Journal of acquired immune deficiency syndromes (1999)

Impact of recommendation updates in well-controlled patients on nonrecommended antiretroviral therapies: the Swiss HIV cohort study.

PMID 23187939


HIV treatment recommendations are updated as clinical trials are published. Whether recommendations drive clinicians to change antiretroviral therapy in well-controlled patients is unexplored. We selected patients with undetectable viral loads (VLs) on nonrecommended regimens containing double-boosted protease inhibitors (DBPIs), triple-nucleoside reverse transcriptase inhibitors (NRTIs), or didanosine (ddI) plus stavudine (d4T) at publication of the 2006 International AIDS Society recommendations. We compared demographic and clinical characteristics with those of control patients with undetectable VL not on these regimens and examined clinical outcome and reasons for treatment modification. At inclusion, 104 patients were in the DBPI group, 436 in the triple-NRTI group, and 19 in the ddI/d4T group. By 2010, 28 (29%), 204 (52%), and 1 (5%) patient were still on DBPIs, triple-NRTIs, and ddI plus d4T, respectively. 'Physician decision,' excluding toxicity/virological failure, drove 30% of treatment changes. Predictors of recommendation nonobservance included female sex [adjusted odds ratio (aOR) 2.69, 95% confidence interval (CI) 1 to 7.26; P = 0.01] for DPBIs, and undetectable VL (aOR 3.53, 95% CI 1.6 to 7.8; P = 0.002) and lack of cardiovascular events (aOR 2.93, 95% CI 1.23 to 6.97; P = 0.02) for triple-NRTIs.

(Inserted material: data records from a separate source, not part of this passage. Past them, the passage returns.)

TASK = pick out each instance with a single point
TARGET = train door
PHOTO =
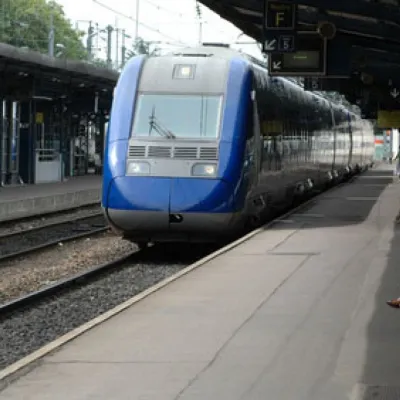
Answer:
(332, 137)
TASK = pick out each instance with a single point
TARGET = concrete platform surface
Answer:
(27, 200)
(296, 313)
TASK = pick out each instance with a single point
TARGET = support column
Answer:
(5, 142)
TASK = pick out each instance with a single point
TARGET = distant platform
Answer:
(28, 200)
(295, 312)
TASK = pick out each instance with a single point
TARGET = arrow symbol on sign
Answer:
(277, 65)
(395, 93)
(270, 45)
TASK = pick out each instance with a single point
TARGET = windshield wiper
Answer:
(158, 127)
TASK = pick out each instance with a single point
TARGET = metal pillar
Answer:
(109, 46)
(15, 109)
(5, 143)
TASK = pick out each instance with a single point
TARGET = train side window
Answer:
(250, 119)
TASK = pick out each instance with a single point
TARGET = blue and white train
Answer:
(204, 141)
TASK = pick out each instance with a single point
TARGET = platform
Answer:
(27, 200)
(295, 313)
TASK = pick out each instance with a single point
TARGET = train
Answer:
(203, 143)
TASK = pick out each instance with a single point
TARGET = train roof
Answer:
(224, 51)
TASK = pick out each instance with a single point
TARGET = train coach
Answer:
(203, 142)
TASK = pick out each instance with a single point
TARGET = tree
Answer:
(26, 23)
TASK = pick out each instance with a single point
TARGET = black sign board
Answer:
(280, 15)
(308, 59)
(279, 42)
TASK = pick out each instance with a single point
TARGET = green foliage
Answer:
(26, 23)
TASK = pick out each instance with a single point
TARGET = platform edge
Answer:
(24, 363)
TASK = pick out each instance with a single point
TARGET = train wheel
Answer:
(142, 245)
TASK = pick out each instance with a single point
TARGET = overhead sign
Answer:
(308, 59)
(312, 83)
(279, 26)
(395, 93)
(388, 119)
(280, 15)
(279, 43)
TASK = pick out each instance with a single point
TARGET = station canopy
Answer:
(361, 56)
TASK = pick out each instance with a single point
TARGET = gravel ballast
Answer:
(22, 276)
(8, 227)
(27, 240)
(25, 331)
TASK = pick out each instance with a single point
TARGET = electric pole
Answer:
(109, 46)
(137, 20)
(89, 42)
(51, 35)
(123, 49)
(200, 18)
(117, 44)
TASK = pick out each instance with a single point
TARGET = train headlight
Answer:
(204, 170)
(138, 167)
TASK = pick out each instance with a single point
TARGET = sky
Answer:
(174, 23)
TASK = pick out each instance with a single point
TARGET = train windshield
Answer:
(177, 116)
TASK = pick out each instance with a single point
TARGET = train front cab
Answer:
(186, 187)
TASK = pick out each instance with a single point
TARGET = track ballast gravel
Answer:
(28, 239)
(24, 332)
(8, 227)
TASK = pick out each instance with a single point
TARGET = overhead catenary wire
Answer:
(140, 23)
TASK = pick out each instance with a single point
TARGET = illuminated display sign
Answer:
(309, 59)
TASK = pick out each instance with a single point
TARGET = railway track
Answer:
(32, 321)
(28, 241)
(17, 224)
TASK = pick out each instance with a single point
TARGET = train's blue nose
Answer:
(201, 195)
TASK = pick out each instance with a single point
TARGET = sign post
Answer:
(309, 59)
(280, 18)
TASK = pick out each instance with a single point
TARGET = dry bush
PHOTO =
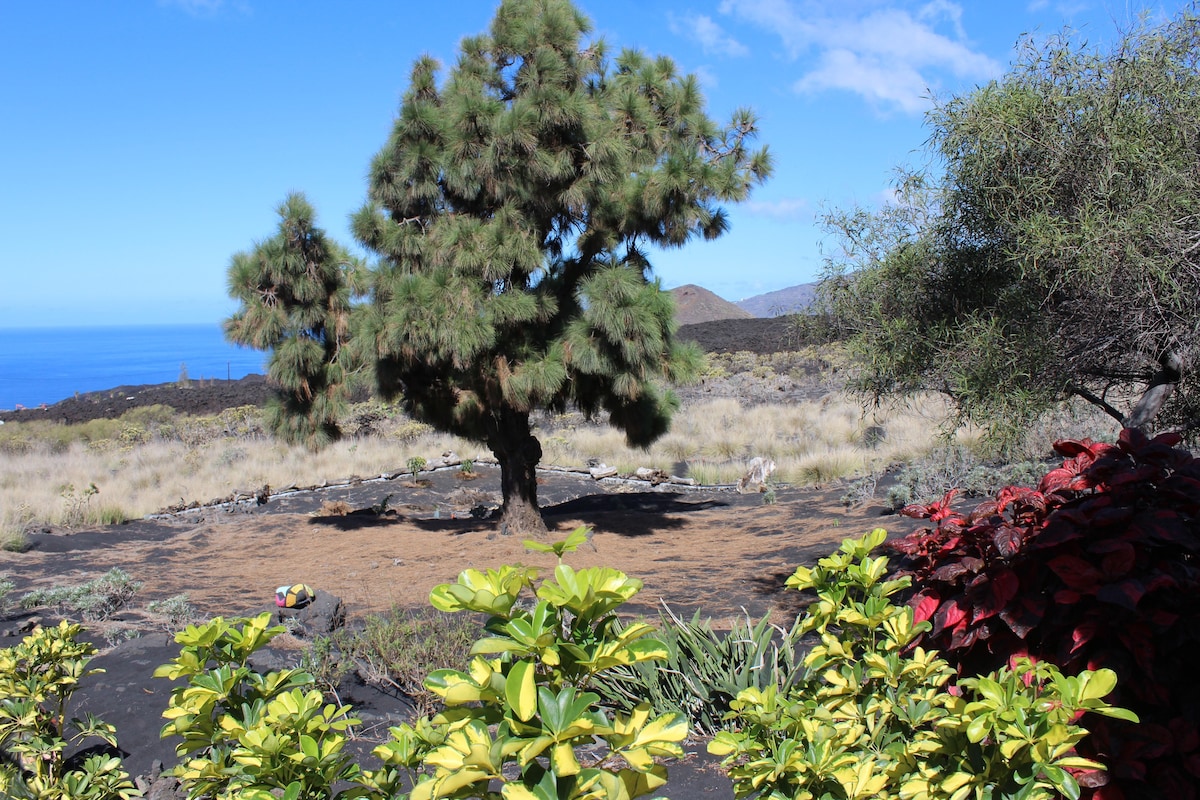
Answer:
(135, 462)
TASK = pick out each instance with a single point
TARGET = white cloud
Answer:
(711, 36)
(707, 78)
(784, 209)
(207, 7)
(893, 56)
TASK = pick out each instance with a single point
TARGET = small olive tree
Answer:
(1059, 254)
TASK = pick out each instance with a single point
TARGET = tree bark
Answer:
(519, 452)
(1161, 388)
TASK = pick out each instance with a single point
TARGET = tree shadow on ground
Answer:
(654, 510)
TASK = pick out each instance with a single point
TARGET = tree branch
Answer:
(1096, 400)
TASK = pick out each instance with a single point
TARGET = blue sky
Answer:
(145, 142)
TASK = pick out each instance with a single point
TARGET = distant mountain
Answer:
(785, 301)
(699, 305)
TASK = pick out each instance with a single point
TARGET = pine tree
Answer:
(295, 293)
(511, 210)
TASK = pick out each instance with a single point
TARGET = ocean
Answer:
(46, 365)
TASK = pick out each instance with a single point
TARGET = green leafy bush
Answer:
(37, 680)
(1097, 565)
(871, 716)
(521, 713)
(246, 734)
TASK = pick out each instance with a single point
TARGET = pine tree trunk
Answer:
(519, 452)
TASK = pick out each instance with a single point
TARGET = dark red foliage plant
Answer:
(1095, 567)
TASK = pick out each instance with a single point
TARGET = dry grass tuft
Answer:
(118, 469)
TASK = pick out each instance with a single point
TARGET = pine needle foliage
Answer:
(513, 210)
(295, 295)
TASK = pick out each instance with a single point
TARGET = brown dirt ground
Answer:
(719, 552)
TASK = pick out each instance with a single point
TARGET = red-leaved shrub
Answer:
(1095, 567)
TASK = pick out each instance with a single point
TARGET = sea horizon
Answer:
(42, 366)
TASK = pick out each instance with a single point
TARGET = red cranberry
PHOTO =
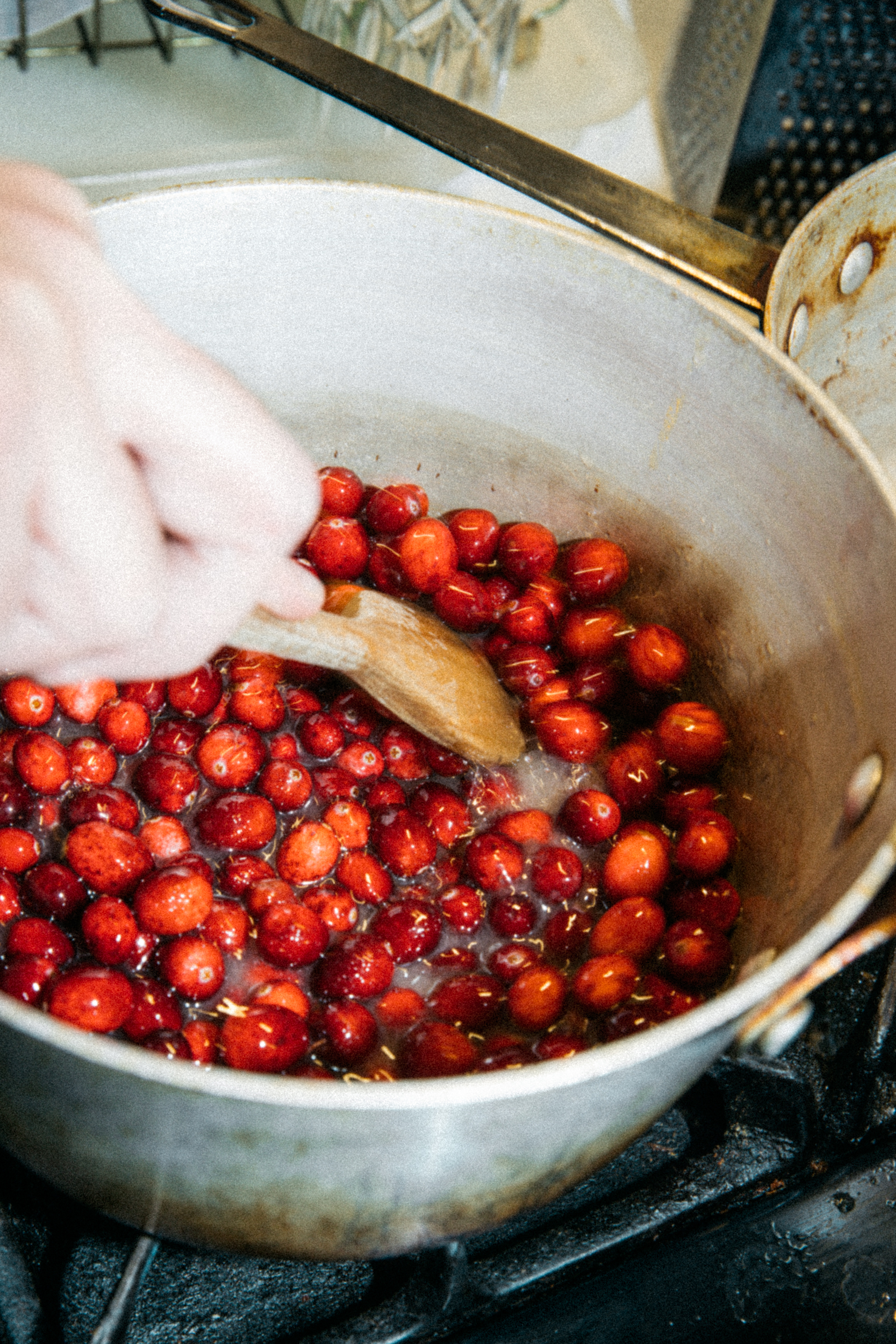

All patients on DBPIs with documented diabetes or a cardiovascular event changed treatment. Recommendation observance resulted in lower cholesterol values in the DBPI group (P = 0.06), and more patients having undetectable VL (P = 0.02) in the triple-NRTI group. The physician's decision is the main factor driving change from nonrecommended to recommended regimens, whereas virological suppression is associated with not switching. Positive clinical outcomes observed postswitch underline the importance of observing recommendations, even in well-controlled patients.